Morial comes to mind because in 1983, after he survived a bruising re-election campaign, he went after local black lawmakers who opposed his re-election a year earlier. In what was perhaps his greatest show of political muscle, he unseated two veteran state representatives and one state senator -- beating them with then-unknowns who brought little more to the table than Morial's endorsement.
This year, having survived his own tough re-election campaign, Nagin reportedly has put candidates in races against several local lawmakers who backed Mitch Landrieu for mayor last year -- Reps. Karen Carter and Cedric Richmond, and Sen. Ann Duplessis. It will be interesting to see how the mayor, who supposedly hates politics, wages political war against people who live for the fight.

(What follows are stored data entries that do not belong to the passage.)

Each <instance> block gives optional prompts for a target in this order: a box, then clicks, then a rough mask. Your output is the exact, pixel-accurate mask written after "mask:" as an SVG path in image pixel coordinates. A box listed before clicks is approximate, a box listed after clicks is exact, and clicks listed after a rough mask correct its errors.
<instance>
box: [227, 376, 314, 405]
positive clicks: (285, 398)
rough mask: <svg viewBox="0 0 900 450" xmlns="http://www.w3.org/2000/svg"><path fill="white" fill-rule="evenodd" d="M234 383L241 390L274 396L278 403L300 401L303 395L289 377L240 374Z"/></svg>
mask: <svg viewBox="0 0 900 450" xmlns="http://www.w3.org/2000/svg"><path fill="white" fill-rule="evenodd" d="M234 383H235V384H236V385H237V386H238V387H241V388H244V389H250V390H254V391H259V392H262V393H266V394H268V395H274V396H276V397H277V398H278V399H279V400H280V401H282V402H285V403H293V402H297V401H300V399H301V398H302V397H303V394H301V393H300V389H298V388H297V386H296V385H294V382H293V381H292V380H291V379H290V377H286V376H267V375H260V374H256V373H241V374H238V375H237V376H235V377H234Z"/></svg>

His decision to take on veteran local legislators at a time when term limits are decimating the political clout of other parishes also shows how little Nagin understands the Legislature -- and possibly how little he cares about the city and its recovery in comparison to his own ego satisfaction. Each of the lawmakers he is opposing is in line for an important committee chairmanship when the 2008 Legislature convenes. They will be in positions to direct many millions to the city for its recovery. Indeed, they helped bring home many millions this year, no thanks to Nagin.
The mayor's decision to go to war against some local lawmakers may also explain why he made peace with the City Council. Even with his limited grasp of politics, Nagin apparently understands that he can't take on the whole world at once.